The indictment Thursday (July 21) of three men on insider trading counts received a lot of attention, because it appears to be the first such charges involving the trading of digital assets. One of the three men worked for the trading platform Coinbase (COIN), and according to the Justice Department, tipped off his brother and a friend about which coins were about to be offered on the site. There is no reason to think that Coinbase managers knew about this collusion, and indeed the company seems to have been early to note the suspicious trading patterns.
But a related civil complaint from the Securities and Exchange Commission (SEC) may create some legal headaches for Coinbase.
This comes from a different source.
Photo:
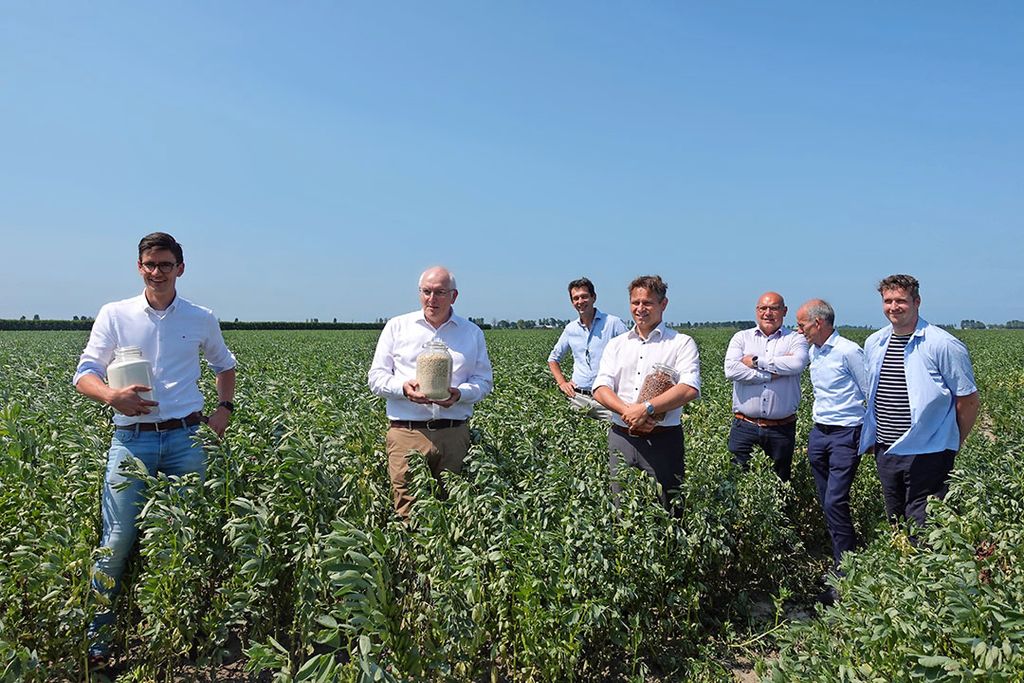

According to the complaint, nine of the 25 coins that were involved in the insider trading are “crypto-asset securities,” which the complaint specifically says “meets the definition of ‘security’ under the federal securities laws.)”
This could spell trouble for Coinbase, which has never registered with the SEC. A Coinbase spokesman did not immediately return an e-mail seeking comment.
For years, many within the cryptocurrency community has complained that the SEC at best uses confusing criteria for determining which cryptocurrency coins are considered securities. The company behind the popular coin XRP, for example, is engaged in lengthy litigation with the SEC, contending that XRP is not a security.
Conor Almquist, an associate at Fried, Frank, Harris, Shriver & Jacobson, said in a note to clients: “Regardless of the quality of the SEC’s analyses of the crypto-assets, it is undoubtedly frustrating for an entity that has been operating and offering tokens for years to discover that its products may be determined to be a security by way of a civil complaint to which it is not a party.”